Mi mamá ya había alcanzado a mi abuela, pero ella se resistía fuertemente, llamando el nombre de Luis sin cesar, el paraguas no ofrecía suficiente protección y ambas terminaron completamente empapadas.
Me acerqué para ofrecer el paraguas, pero el viento era fuerte y apenas ofrecía protección.
Además, mi abuela no quería que la cubriera.
"Luis, ¡por favor llévenme con Luis!"
Mi mamá no se atrevía a forzar mucho, temiendo lastimar a mi abuela, solo podía seguir su paso hacia afuera.

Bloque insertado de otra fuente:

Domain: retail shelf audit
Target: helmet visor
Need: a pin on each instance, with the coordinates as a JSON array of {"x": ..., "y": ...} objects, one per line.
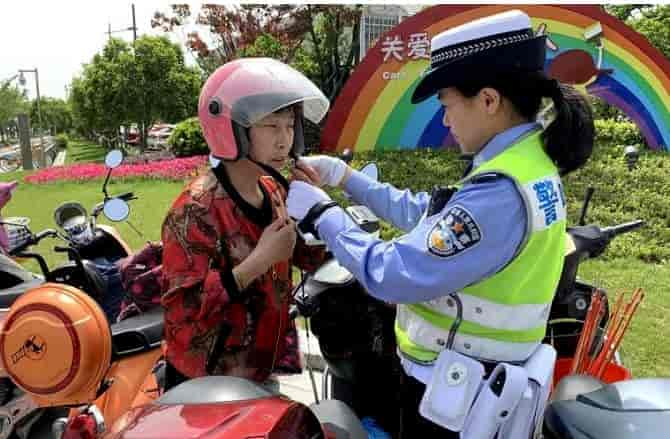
[{"x": 258, "y": 87}]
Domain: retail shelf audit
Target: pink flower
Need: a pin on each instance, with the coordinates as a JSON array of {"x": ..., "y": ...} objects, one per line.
[{"x": 176, "y": 169}]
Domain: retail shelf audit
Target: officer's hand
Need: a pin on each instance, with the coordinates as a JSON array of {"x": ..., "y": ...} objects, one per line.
[
  {"x": 330, "y": 170},
  {"x": 301, "y": 198}
]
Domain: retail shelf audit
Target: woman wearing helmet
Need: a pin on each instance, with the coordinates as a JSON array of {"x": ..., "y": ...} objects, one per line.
[{"x": 228, "y": 241}]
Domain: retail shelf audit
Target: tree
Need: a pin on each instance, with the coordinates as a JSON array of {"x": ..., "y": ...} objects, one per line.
[
  {"x": 142, "y": 83},
  {"x": 320, "y": 40},
  {"x": 56, "y": 114},
  {"x": 654, "y": 24},
  {"x": 12, "y": 102},
  {"x": 165, "y": 88}
]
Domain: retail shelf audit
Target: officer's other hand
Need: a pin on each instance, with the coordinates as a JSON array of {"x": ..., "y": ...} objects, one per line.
[
  {"x": 330, "y": 170},
  {"x": 303, "y": 172},
  {"x": 301, "y": 197}
]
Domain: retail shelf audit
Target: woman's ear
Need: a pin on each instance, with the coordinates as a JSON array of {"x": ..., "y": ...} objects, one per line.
[{"x": 490, "y": 99}]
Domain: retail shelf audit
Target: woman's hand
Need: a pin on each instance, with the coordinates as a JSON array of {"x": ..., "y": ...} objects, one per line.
[{"x": 277, "y": 242}]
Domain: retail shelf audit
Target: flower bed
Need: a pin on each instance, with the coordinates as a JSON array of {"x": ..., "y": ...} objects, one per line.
[{"x": 177, "y": 169}]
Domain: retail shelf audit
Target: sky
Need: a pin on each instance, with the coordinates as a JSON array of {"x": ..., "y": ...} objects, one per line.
[{"x": 57, "y": 37}]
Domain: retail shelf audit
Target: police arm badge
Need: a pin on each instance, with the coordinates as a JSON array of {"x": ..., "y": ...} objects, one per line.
[{"x": 454, "y": 233}]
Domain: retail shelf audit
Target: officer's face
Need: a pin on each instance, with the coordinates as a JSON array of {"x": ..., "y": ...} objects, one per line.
[
  {"x": 465, "y": 118},
  {"x": 272, "y": 138}
]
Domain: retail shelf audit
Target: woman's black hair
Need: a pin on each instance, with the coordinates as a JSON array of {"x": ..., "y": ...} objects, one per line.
[{"x": 568, "y": 140}]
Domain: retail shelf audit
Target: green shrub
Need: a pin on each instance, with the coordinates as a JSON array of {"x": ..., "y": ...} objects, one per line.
[
  {"x": 620, "y": 195},
  {"x": 617, "y": 133},
  {"x": 187, "y": 139},
  {"x": 61, "y": 141}
]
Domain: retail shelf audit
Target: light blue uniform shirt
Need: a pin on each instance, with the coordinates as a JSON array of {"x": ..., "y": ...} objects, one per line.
[{"x": 405, "y": 270}]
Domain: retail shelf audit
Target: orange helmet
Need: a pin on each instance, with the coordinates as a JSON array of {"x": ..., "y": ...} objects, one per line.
[{"x": 56, "y": 345}]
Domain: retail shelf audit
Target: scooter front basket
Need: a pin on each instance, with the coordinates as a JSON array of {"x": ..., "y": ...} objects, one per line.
[{"x": 56, "y": 345}]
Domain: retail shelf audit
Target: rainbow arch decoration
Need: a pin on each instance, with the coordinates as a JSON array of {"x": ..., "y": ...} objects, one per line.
[{"x": 374, "y": 111}]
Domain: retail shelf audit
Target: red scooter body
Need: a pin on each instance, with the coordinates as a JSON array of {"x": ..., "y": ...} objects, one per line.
[
  {"x": 269, "y": 418},
  {"x": 221, "y": 407}
]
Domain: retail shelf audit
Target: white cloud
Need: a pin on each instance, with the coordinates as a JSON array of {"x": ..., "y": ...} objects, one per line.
[{"x": 57, "y": 37}]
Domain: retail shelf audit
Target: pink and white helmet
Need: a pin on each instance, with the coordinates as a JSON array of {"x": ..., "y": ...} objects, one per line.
[{"x": 242, "y": 92}]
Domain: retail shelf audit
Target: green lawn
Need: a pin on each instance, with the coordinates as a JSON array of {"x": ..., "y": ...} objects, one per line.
[
  {"x": 38, "y": 202},
  {"x": 84, "y": 151}
]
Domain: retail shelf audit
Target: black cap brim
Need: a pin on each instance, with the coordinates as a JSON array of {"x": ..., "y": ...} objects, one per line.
[{"x": 524, "y": 56}]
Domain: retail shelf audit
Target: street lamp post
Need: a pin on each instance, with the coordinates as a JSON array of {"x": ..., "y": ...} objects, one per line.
[{"x": 22, "y": 81}]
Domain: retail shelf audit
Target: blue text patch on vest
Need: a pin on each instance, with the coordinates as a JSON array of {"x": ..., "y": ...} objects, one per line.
[
  {"x": 456, "y": 232},
  {"x": 547, "y": 197}
]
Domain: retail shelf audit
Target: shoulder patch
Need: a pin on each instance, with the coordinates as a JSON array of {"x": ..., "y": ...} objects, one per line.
[
  {"x": 454, "y": 233},
  {"x": 486, "y": 177}
]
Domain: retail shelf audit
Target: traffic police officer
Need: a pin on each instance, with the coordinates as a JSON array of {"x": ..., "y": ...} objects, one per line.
[{"x": 492, "y": 245}]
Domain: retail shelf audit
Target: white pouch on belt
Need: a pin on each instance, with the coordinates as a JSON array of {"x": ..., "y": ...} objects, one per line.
[
  {"x": 496, "y": 401},
  {"x": 452, "y": 388},
  {"x": 525, "y": 421}
]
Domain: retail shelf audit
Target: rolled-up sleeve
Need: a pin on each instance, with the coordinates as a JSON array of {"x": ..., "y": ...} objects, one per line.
[{"x": 476, "y": 234}]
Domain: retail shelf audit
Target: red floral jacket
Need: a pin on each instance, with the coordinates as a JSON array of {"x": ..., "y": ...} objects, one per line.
[{"x": 210, "y": 327}]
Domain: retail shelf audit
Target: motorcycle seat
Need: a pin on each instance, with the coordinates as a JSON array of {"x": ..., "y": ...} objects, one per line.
[
  {"x": 631, "y": 409},
  {"x": 214, "y": 389},
  {"x": 137, "y": 334},
  {"x": 9, "y": 295},
  {"x": 573, "y": 385}
]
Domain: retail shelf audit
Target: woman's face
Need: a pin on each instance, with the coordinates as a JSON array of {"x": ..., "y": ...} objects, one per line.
[
  {"x": 466, "y": 118},
  {"x": 272, "y": 138}
]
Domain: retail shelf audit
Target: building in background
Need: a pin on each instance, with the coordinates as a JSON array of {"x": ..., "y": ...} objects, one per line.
[{"x": 377, "y": 19}]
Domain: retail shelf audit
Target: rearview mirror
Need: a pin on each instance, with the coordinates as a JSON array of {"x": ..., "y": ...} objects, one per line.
[
  {"x": 113, "y": 159},
  {"x": 116, "y": 209}
]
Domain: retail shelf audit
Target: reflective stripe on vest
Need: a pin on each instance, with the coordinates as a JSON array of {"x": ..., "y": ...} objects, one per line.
[{"x": 505, "y": 315}]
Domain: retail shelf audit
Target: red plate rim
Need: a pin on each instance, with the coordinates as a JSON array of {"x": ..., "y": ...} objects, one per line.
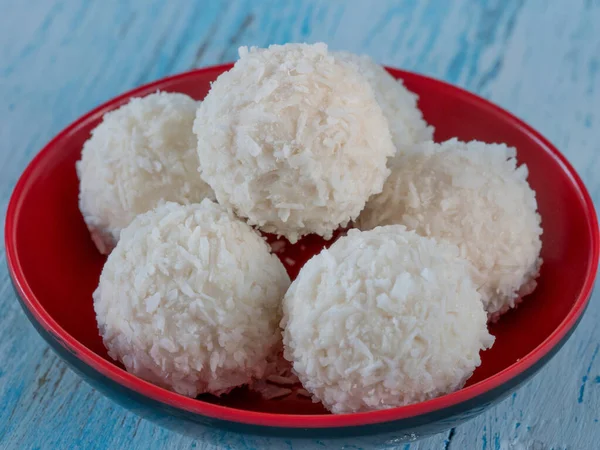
[{"x": 194, "y": 406}]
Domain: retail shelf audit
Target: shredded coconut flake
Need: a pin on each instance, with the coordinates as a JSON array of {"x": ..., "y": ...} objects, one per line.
[
  {"x": 122, "y": 167},
  {"x": 190, "y": 300},
  {"x": 357, "y": 344},
  {"x": 475, "y": 196},
  {"x": 293, "y": 150}
]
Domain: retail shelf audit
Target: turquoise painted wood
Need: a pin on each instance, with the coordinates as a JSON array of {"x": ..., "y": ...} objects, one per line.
[{"x": 539, "y": 59}]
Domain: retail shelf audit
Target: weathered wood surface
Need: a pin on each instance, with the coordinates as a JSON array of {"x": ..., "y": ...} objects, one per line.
[{"x": 539, "y": 59}]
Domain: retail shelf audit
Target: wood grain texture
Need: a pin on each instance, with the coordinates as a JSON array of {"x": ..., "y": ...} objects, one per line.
[{"x": 538, "y": 59}]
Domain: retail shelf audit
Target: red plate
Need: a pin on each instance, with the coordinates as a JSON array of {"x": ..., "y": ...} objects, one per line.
[{"x": 55, "y": 265}]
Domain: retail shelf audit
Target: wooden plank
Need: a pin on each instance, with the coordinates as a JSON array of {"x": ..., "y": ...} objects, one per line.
[{"x": 541, "y": 60}]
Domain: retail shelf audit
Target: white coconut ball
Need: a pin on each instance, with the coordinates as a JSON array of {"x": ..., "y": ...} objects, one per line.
[
  {"x": 383, "y": 318},
  {"x": 141, "y": 155},
  {"x": 293, "y": 140},
  {"x": 476, "y": 196},
  {"x": 190, "y": 299},
  {"x": 399, "y": 105}
]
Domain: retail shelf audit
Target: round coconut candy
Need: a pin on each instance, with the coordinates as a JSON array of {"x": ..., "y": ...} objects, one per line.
[
  {"x": 293, "y": 140},
  {"x": 399, "y": 105},
  {"x": 190, "y": 299},
  {"x": 383, "y": 318},
  {"x": 140, "y": 156},
  {"x": 475, "y": 196}
]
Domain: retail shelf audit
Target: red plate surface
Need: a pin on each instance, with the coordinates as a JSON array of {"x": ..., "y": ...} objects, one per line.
[{"x": 56, "y": 266}]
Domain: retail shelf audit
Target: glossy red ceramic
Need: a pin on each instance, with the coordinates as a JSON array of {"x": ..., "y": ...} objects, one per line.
[{"x": 55, "y": 267}]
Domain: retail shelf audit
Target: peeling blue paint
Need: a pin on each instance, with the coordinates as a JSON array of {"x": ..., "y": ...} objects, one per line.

Y me dijo preocupada, "vuelve a casa rápido, ya estamos en otoño, tu sistema inmunológico está débil durante el embarazo, mojarte puede hacerte resfriarte fácilmente, y estar resfriada ahora sería muy problemático."
Yo ya estaba empapada.
Pero en unos segundos, mi mamá y mi abuela se habían alejado.
Pensándolo bien, en este momento crítico, debía cuidar primero del bebé, en cuanto a mi abuela…
Mientras me giraba para volver a casa, estaba a punto de llamar a los guardias de seguridad que estaban en el estacionamiento subterráneo para que buscaran a mi mamá y a mi abuela, cuando de repente me topé con un muro de personas.
Antes de que pudiera ver quién era, me levantaron en brazos.
Sintiendo un aroma familiar, tragué mi grito de sorpresa, "¿cómo has vuelto?"
Camilo me sostuvo firmemente y subió las escaleras rápidamente hacia el baño.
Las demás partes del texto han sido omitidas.